Faulconer has composed for numerous commercials, and in March 1995 he won a Golden ADDY Award at the American Advertising Awards for his musical contribution to a hunting commercial shot in the Wasatch Mountains of northern Utah.

===Dragon Ball Z===
In 1991, Faulconer composed the American version of the theme tune to the Japanese animated film Dragon Ball Z: Lord Slug. In 1997, Faulconer composed the score to the David Stephens sci-fi film Lebensborn, which also used some of the music of Richard Wagner. From 1999 to 2003, he composed music for the successful series, Dragon Ball Z, scoring 243 episodes which aired on Cartoon Network until 2008. Commissioned by FUNimation, his first episodes were Episode 67/68 of season 3 in 1999 and ended with Episode 291 in 2003. In finding inspiration for composing for the series, Faulconer has stated:

"I would watch episodes and keep in mind what music would fit the mood. I would follow the characters and then get a feeling for how everything was coming together. I brought out a tempo map, which was a kind of organized manuscript, to start. The inspiration for the themes would come from the characters; what they talked about or what they did. Since there was such a long arc, almost 300 episodes, I used a lot of leitmotifs. Sometimes there were heavy pieces, too, and some pieces carried you through an arc with a character."
The Dallas Observer wrote that the Dragon Ball Z: Lord Slug score:

"conveys pulse-pounding action and promises of adventures with chord-spewing guitar riffs and heavy moments of sadness and tension by using synthesized beats and echoing chimes. The music can capture the attention of anyone who has the TV on in the background, inevitably sucking them into the action."
 Faulconer has since recorded and remastered a nine album volume soundtrack series "The Best of Dragonball Z" at his CakeMix Recording Studio, consisting of almost nine hours of his Dragon Ball Z musical score.

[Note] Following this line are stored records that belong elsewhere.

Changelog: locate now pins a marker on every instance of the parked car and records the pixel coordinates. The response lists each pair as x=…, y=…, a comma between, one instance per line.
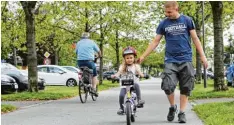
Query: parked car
x=20, y=77
x=74, y=69
x=209, y=74
x=107, y=74
x=8, y=84
x=40, y=82
x=57, y=75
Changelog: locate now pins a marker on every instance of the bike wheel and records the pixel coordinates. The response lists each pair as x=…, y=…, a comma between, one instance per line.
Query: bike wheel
x=83, y=93
x=128, y=113
x=93, y=96
x=132, y=118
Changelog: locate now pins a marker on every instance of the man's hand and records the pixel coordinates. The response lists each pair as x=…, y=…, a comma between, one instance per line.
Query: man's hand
x=140, y=60
x=113, y=76
x=204, y=61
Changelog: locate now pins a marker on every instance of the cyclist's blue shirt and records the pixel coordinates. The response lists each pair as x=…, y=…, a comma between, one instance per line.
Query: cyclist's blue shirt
x=177, y=35
x=85, y=49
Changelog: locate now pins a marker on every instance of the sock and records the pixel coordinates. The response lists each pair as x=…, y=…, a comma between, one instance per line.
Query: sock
x=181, y=112
x=173, y=106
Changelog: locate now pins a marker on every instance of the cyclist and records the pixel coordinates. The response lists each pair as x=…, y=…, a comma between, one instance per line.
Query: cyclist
x=129, y=62
x=85, y=50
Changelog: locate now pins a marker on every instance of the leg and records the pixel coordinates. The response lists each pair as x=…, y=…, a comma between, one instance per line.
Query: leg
x=186, y=80
x=171, y=99
x=121, y=101
x=183, y=102
x=95, y=82
x=169, y=81
x=138, y=91
x=121, y=97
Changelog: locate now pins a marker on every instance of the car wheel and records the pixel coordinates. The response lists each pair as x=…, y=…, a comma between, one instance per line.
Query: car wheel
x=71, y=82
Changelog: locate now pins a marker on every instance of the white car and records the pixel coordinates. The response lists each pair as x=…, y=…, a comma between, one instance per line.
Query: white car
x=72, y=68
x=57, y=75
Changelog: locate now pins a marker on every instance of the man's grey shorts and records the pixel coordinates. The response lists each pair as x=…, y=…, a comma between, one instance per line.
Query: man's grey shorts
x=178, y=72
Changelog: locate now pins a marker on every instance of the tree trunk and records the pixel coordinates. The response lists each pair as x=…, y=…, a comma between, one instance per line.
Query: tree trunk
x=56, y=56
x=101, y=49
x=198, y=61
x=117, y=49
x=101, y=60
x=14, y=56
x=31, y=46
x=198, y=31
x=217, y=9
x=87, y=17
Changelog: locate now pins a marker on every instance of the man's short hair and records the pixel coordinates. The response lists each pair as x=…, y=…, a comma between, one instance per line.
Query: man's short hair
x=85, y=35
x=169, y=4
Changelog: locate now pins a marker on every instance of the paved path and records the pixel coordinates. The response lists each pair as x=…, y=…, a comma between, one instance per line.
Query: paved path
x=102, y=112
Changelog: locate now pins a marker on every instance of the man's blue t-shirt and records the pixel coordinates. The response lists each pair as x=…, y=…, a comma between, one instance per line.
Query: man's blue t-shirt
x=178, y=41
x=85, y=49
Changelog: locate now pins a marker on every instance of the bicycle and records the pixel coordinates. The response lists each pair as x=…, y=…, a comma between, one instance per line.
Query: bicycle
x=85, y=85
x=130, y=105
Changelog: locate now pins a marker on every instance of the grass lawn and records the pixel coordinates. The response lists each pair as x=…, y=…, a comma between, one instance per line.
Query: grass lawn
x=200, y=92
x=7, y=108
x=216, y=113
x=52, y=93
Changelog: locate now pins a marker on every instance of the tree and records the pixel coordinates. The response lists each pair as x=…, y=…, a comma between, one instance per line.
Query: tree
x=29, y=10
x=217, y=11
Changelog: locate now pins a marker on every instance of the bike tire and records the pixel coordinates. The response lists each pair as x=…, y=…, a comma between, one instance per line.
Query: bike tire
x=83, y=92
x=94, y=98
x=128, y=113
x=132, y=118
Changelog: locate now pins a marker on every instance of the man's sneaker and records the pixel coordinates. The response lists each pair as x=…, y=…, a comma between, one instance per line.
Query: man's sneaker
x=171, y=114
x=182, y=118
x=140, y=104
x=94, y=92
x=120, y=112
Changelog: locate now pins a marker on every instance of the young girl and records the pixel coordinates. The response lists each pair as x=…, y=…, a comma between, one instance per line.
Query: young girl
x=129, y=62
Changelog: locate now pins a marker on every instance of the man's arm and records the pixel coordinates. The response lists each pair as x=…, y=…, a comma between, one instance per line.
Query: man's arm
x=198, y=46
x=100, y=54
x=151, y=47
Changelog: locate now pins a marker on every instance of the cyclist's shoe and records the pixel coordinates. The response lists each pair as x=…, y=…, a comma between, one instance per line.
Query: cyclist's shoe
x=94, y=92
x=140, y=104
x=120, y=112
x=182, y=118
x=171, y=114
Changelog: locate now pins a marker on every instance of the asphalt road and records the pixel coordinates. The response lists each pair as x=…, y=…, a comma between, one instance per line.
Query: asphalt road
x=102, y=112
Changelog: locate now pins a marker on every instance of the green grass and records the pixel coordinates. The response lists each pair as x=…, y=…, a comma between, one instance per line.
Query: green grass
x=200, y=92
x=7, y=108
x=216, y=113
x=52, y=93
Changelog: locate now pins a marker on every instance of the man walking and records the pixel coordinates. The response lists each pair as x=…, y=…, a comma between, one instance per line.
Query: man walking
x=178, y=29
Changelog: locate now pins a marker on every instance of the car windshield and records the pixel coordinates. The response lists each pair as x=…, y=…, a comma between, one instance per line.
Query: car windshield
x=8, y=66
x=71, y=69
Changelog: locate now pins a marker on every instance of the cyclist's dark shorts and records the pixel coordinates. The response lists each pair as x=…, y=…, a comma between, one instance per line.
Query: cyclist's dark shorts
x=173, y=72
x=90, y=64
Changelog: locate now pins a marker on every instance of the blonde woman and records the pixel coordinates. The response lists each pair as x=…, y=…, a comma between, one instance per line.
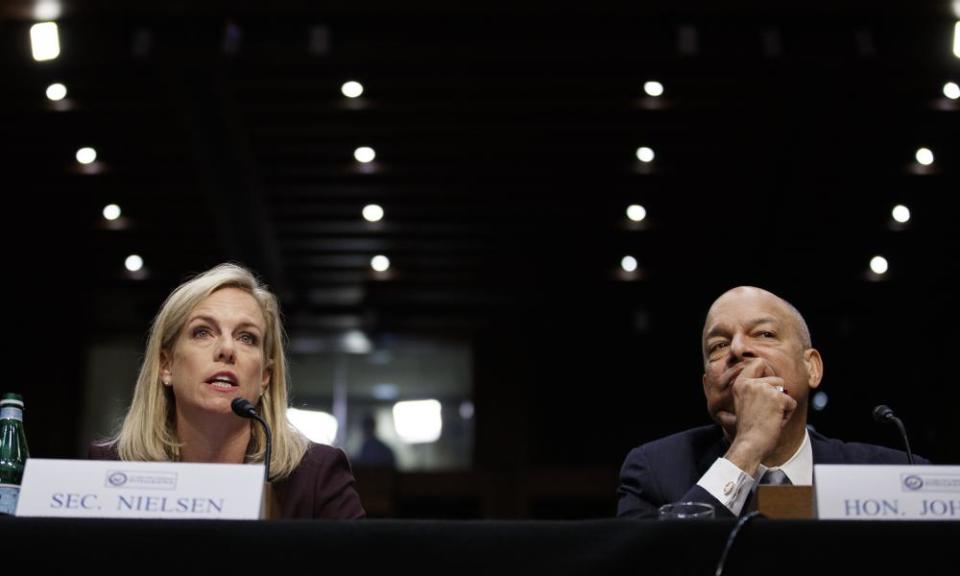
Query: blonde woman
x=217, y=337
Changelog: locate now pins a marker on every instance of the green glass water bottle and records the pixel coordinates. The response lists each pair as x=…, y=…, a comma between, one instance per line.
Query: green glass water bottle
x=13, y=451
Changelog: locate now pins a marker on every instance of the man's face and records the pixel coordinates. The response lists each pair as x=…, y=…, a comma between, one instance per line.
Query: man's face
x=746, y=326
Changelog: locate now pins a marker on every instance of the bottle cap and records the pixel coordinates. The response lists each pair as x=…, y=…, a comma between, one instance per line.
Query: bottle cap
x=11, y=399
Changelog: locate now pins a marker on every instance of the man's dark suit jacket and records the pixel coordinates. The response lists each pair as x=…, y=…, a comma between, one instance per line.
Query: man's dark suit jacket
x=667, y=470
x=321, y=486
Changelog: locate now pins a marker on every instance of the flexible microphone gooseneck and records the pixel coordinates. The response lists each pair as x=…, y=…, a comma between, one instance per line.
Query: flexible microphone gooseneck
x=884, y=415
x=243, y=408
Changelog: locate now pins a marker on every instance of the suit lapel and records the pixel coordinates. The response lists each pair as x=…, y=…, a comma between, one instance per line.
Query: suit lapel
x=824, y=451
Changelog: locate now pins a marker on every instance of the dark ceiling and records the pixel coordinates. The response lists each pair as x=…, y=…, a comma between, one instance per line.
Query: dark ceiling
x=505, y=142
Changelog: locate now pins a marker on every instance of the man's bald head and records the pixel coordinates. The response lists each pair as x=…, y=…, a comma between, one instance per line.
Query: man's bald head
x=796, y=319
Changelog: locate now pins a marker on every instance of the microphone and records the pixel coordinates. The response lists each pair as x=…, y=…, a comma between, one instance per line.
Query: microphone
x=884, y=415
x=244, y=409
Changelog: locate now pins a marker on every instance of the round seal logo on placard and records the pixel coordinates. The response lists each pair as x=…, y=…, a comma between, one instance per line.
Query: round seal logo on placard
x=117, y=479
x=913, y=482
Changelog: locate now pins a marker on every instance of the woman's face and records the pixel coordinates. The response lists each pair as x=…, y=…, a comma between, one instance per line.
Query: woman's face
x=218, y=355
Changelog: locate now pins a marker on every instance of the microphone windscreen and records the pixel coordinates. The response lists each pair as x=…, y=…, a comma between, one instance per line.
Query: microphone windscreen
x=882, y=413
x=243, y=408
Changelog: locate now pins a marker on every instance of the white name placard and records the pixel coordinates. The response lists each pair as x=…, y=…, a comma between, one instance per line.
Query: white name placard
x=870, y=492
x=115, y=489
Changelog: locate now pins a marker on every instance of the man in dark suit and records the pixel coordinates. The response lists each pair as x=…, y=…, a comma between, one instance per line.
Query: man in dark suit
x=759, y=369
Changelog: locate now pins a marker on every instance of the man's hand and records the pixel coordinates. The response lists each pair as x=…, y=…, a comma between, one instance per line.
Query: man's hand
x=762, y=411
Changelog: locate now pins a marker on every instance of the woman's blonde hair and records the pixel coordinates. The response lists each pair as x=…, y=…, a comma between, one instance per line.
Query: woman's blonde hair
x=148, y=432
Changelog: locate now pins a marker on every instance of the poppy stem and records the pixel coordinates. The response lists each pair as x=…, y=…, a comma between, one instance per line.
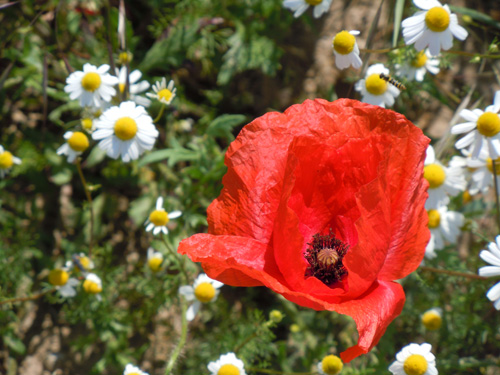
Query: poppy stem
x=495, y=182
x=89, y=198
x=182, y=340
x=452, y=273
x=28, y=298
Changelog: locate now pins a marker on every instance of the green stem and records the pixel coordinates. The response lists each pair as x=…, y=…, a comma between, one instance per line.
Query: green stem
x=179, y=260
x=495, y=182
x=160, y=114
x=89, y=198
x=182, y=340
x=452, y=273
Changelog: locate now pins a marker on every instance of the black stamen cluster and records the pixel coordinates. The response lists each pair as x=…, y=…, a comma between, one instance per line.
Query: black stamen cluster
x=329, y=274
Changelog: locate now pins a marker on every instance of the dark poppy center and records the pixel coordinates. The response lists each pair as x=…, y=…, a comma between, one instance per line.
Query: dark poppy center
x=325, y=254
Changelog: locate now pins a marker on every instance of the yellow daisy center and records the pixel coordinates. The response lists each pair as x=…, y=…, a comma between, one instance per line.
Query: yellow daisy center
x=434, y=218
x=331, y=364
x=344, y=42
x=488, y=124
x=437, y=19
x=415, y=365
x=6, y=160
x=375, y=85
x=419, y=60
x=159, y=218
x=125, y=128
x=91, y=81
x=489, y=164
x=431, y=320
x=78, y=142
x=124, y=58
x=435, y=175
x=164, y=94
x=204, y=292
x=58, y=277
x=87, y=123
x=155, y=263
x=228, y=369
x=91, y=287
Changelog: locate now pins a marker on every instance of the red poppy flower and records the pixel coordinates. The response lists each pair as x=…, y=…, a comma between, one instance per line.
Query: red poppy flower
x=324, y=204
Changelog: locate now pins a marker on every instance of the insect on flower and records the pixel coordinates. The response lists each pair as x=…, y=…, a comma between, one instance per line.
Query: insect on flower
x=392, y=81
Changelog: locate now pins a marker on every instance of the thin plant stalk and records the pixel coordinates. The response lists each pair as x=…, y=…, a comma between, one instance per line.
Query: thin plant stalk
x=182, y=341
x=89, y=198
x=495, y=182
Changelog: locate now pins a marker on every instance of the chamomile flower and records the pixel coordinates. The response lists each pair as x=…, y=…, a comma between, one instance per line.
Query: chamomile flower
x=330, y=365
x=483, y=127
x=93, y=285
x=444, y=226
x=7, y=160
x=434, y=26
x=158, y=219
x=204, y=290
x=300, y=6
x=163, y=92
x=125, y=131
x=135, y=87
x=227, y=364
x=432, y=319
x=346, y=50
x=421, y=64
x=92, y=87
x=155, y=259
x=492, y=256
x=481, y=172
x=415, y=359
x=442, y=181
x=133, y=370
x=374, y=90
x=76, y=144
x=59, y=277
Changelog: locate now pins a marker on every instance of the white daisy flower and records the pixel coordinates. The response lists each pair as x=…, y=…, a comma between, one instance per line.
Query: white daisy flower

===Post-Dragon Ball Z work===
In 2004, Faulconer worked on the sound design and surround sound mix for the animated feature film Lady Death: The Motion Picture. He has scored music for three seasons of Your New House on the Discovery Channel, Your House and Home, To Life on iLife, and Reality of Speed on the Spike and Speed Channel. He has also composed for Bass Champs on HDNet and the Outdoor Channel. In 2013, Faulconer composed the music for the Tony Zavaleta feature film, The Bystander Theory.

Since 2020 he has collaborated with children's author Chris Parsons for his children's audiobook series, A Little Spark, a fantasy series featuring a "brave young mouse, a fireless fire-breathing dragon, a freezing world, and an enemy to conquer". By mid-2021 he had composed 12 songs for the series, which was released on Amazon and iTunes. In September 2020 he released the track "Grandma's House". In February 2022 it was announced that BLKBX Creative Group had secured a rights deal with Parsons's Zuroam Media to adapt the book series into an animated children's TV series. Faulconer has composed a Concerto for Piano and Orchestra, known as "Dragon Amnesty", in which he draws upon fantasy and sci-fi influences.

He is the President of Faulconer Productions Music Corporation and its CakeMix Recording Studio, and is based in Dallas, Texas.

==Personal life==
Faulconer married Carolyn Cail in Port Isabel, Texas on December 28, 1972. He remarried to Lisa Sholtus on May 11, 1996, in Dallas; they have two sons.